Tutorial: Multi-Voxel Point Observation Learning

Categories: Voxel Grids & Spatial Fields, Learning & Hybrid Modules, Dynamic Scene Graphs

Overview

In voxel-based mapping systems, observed 3D points often serve as soft constraints that pull voxel centers toward actual sensor measurements. When these observations are uncertain or biased, it becomes valuable to learn the observation parameters themselves by differentiating through the optimization process.

This tutorial demonstrates a compact example of trainer-style learning for voxel point observations. We combine:

A 3‑voxel chain in 1D-like geometry
Smoothness constraints (voxel‑to‑voxel)
A prior anchor for the first voxel
Three learnable voxel-point observations supplied through a parameter matrix theta
A Gauss‑Newton inner solver operating on voxel variables
An outer gradient descent loop updating theta via supervision

The experiment is based on exp13_trainer_voxel_point_multi.py.

Building the Voxel Graph

We construct a tiny world model containing three voxel variables:

v0 = Variable(NodeId(0), "voxel_cell", jnp.array([0.0, 0.0, 0.0]))
v1 = Variable(NodeId(1), "voxel_cell", jnp.array([1.2, 0.2, 0.0]))
v2 = Variable(NodeId(2), "voxel_cell", jnp.array([2.3, -0.1, 0.1]))

Next we register residuals used by the factors:

wm.register_residual("prior", prior_residual)
wm.register_residual("voxel_smoothness", voxel_smoothness_residual)
wm.register_residual("voxel_point_obs", voxel_point_observation_residual)

We add:

A strong prior on v0
Smoothness factors between (v0, v1) and (v1, v2)
Three voxel-point observation factors, each of which receives its real point_world from theta

This produces a compact, differentiable voxel estimation problem.

Defining the Parameterized Observation Model

Rather than storing fixed point_world values in factors, we use:

theta ∈ ℝ^(K × 3)

where each row of theta[k] is injected into the corresponding voxel_point_obs factor.
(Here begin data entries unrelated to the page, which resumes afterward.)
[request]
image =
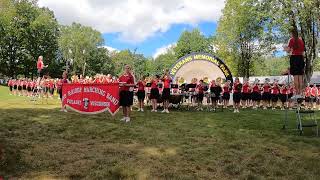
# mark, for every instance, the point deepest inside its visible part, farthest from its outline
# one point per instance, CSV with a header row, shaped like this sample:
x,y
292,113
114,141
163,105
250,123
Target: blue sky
x,y
149,46
148,25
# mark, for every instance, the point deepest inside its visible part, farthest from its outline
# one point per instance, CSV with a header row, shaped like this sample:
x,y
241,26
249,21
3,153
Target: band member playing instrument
x,y
266,95
296,49
154,94
141,93
246,93
200,94
30,87
284,94
51,87
24,87
215,89
193,92
63,81
226,94
275,90
256,94
20,84
307,93
40,65
166,79
237,86
126,80
10,84
314,96
15,87
291,92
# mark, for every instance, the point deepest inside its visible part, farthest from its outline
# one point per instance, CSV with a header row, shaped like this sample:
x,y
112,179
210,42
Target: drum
x,y
175,99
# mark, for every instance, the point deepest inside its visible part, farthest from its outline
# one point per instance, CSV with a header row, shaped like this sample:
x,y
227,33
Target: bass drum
x,y
175,99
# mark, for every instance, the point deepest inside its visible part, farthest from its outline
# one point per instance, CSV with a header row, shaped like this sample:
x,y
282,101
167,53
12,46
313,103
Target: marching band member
x,y
141,93
126,80
256,94
237,95
284,93
307,93
63,81
193,92
51,87
10,84
215,90
30,87
266,95
314,96
200,94
15,87
166,91
246,93
24,87
226,94
291,92
154,94
275,94
20,84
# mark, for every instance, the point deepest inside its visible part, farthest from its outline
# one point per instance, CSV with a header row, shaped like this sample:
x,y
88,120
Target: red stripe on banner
x,y
91,98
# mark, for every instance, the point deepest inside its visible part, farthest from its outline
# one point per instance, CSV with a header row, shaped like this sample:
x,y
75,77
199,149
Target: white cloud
x,y
134,20
163,50
110,49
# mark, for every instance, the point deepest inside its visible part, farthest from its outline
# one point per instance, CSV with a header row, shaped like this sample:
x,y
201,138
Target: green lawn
x,y
40,142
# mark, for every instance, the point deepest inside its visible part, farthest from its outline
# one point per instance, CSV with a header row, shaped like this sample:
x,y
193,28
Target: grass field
x,y
40,142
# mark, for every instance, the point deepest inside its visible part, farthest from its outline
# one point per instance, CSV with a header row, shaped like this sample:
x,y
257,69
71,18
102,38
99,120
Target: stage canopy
x,y
200,66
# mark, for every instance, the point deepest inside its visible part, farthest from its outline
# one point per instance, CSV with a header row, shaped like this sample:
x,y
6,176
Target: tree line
x,y
246,37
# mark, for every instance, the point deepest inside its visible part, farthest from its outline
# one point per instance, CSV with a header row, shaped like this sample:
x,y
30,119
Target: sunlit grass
x,y
41,142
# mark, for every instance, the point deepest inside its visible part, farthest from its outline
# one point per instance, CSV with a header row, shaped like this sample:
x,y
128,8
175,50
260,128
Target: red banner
x,y
91,98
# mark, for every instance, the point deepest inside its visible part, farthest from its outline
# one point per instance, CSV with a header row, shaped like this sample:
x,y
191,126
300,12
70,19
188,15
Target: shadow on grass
x,y
186,145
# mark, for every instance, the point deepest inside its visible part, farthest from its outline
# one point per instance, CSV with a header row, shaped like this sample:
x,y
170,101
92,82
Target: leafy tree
x,y
77,43
303,16
239,34
99,62
164,61
26,33
190,42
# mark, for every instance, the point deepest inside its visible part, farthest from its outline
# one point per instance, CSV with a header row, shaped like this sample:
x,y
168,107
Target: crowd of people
x,y
161,88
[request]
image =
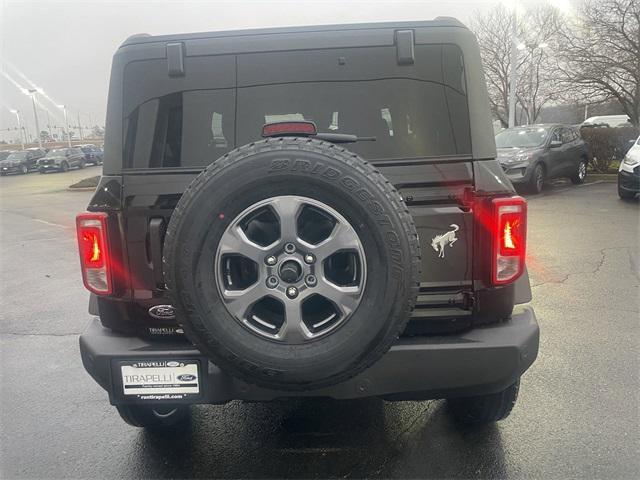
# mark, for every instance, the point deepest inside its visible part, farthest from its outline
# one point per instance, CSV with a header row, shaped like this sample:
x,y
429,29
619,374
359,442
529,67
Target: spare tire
x,y
292,263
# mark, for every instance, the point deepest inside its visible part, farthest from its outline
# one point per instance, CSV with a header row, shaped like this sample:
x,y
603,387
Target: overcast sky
x,y
65,47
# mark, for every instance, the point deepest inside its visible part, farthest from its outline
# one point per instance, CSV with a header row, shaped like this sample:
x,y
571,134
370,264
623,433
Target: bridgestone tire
x,y
154,417
484,409
293,167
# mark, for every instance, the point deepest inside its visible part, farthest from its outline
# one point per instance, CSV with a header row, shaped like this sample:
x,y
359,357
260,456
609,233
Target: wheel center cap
x,y
290,271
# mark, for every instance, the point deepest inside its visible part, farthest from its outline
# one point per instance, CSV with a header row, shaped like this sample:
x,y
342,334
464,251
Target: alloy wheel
x,y
290,269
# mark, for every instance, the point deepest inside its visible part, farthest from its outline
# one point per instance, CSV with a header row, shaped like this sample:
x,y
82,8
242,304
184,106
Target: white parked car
x,y
608,121
629,173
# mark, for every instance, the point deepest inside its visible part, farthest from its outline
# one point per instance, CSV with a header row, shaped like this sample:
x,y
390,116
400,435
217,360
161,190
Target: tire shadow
x,y
321,438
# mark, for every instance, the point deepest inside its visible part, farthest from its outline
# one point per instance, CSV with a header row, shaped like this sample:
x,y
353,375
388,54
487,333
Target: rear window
x,y
413,111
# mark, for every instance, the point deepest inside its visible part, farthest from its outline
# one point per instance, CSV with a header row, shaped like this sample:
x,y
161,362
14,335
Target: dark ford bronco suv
x,y
311,212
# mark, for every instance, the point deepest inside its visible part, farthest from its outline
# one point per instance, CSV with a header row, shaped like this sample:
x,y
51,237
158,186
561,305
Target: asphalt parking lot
x,y
577,415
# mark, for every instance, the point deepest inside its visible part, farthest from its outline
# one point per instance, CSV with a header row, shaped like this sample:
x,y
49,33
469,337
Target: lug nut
x,y
271,260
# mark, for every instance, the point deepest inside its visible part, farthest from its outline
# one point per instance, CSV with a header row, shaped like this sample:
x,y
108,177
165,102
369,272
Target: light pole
x,y
17,114
513,79
66,122
32,93
532,51
80,127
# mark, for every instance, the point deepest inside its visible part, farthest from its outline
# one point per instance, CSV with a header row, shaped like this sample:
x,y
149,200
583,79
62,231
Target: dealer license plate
x,y
160,379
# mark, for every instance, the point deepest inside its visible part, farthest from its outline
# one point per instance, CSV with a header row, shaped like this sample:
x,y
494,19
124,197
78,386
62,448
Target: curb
x,y
605,177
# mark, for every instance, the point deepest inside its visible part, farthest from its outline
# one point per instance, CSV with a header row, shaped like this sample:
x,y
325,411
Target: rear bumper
x,y
479,361
518,173
629,181
12,169
49,166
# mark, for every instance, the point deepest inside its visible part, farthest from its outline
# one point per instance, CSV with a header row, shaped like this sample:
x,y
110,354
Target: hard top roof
x,y
437,22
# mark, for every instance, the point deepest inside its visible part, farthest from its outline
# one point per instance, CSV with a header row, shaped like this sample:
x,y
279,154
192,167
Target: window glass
x,y
521,137
208,126
409,118
567,135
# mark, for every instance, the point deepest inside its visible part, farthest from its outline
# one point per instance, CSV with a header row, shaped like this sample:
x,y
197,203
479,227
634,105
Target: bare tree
x,y
537,81
599,55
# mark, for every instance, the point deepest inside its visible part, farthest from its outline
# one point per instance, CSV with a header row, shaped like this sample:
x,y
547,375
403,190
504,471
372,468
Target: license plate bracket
x,y
158,380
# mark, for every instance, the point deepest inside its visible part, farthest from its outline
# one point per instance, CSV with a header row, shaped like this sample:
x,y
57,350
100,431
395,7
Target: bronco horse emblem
x,y
440,241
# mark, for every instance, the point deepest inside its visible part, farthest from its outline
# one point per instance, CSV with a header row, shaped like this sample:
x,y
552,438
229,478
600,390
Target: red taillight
x,y
509,239
94,252
289,128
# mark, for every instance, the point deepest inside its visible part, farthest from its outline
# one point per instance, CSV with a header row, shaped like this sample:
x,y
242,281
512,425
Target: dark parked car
x,y
61,160
5,153
629,173
535,153
248,241
92,154
21,162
This is implemented through:

residual_fn_param, _ = wm.build_residual_function_voxel_point_param_multi()

This allows the residual function to depend on both the state x and the learnable parameters theta.

Inner Optimization: Solving for Voxels

For each proposed value of theta, we solve for voxel positions using Gauss‑Newton:

def solve_inner_voxel(wm, theta):
    residual_fn_param, _ = wm.build_residual_function_voxel_point_param_multi()
    x0, _ = wm.pack_state()
    def residual_x(x):
        return residual_fn_param(x, theta)

    cfg = GNConfig(max_iters=20, damping=1e-3, max_step_norm=1.0)
    return gauss_newton(residual_x, x0, cfg)

This inner loop is fully differentiable.

The Supervised Learning Objective

We specify target voxel centers:

gt_voxels = jnp.array([
    [0.0, 0.0, 0.0],
    [1.0, 0.0, 0.0],
    [2.0, 0.0, 0.0]
])

The supervised loss is:

L(θ) = ½ Σ_i || v_i(θ) – gt_i ||²

Implemented as:

def supervised_loss(theta):
    x_opt = solve_inner_voxel(wm, theta)
    ...
    v_stack = jnp.stack([v0, v1, v2])
    return 0.5 * jnp.sum((v_stack - gt_voxels)**2)

Outer Learning Loop

We apply gradient descent to adjust theta:

theta = theta0
lr = 0.1
for it in range(20):
    g = grad_fn(theta)
    theta = theta - lr * g

Optionally, gradient clipping avoids numerical instability.

Over iterations, the observation points theta[k] become more consistent with the ground-truth voxel positions. This, in turn, drives the optimized voxel states closer to the true layout.

Results

After optimization:

The learned observation points theta converge toward ground truth.
The voxel estimates (v0, v1, v2) align closely with their true positions.
The supervised loss decreases significantly.

This demonstrates one of DSG‑JIT’s core advantages:
You can differentiate through a full Gauss‑Newton optimization and learn parameters that influence the system.

Summary

In this tutorial, you learned how to:

Build a voxel-based factor graph with smoothness and observation factors.
Use parameterized voxel-point observations with differentiable residuals.
Run a Gauss‑Newton inner solver to estimate voxel state.
Define a supervised objective on voxel positions.
Use outer-loop gradient descent to learn per-observation parameters.

This trainer-style workflow generalizes to larger voxel grids, learned observation models, or hybrid neural feature extractors. It is a powerful pattern enabled by DSG‑JIT’s differentiable factor graph engine.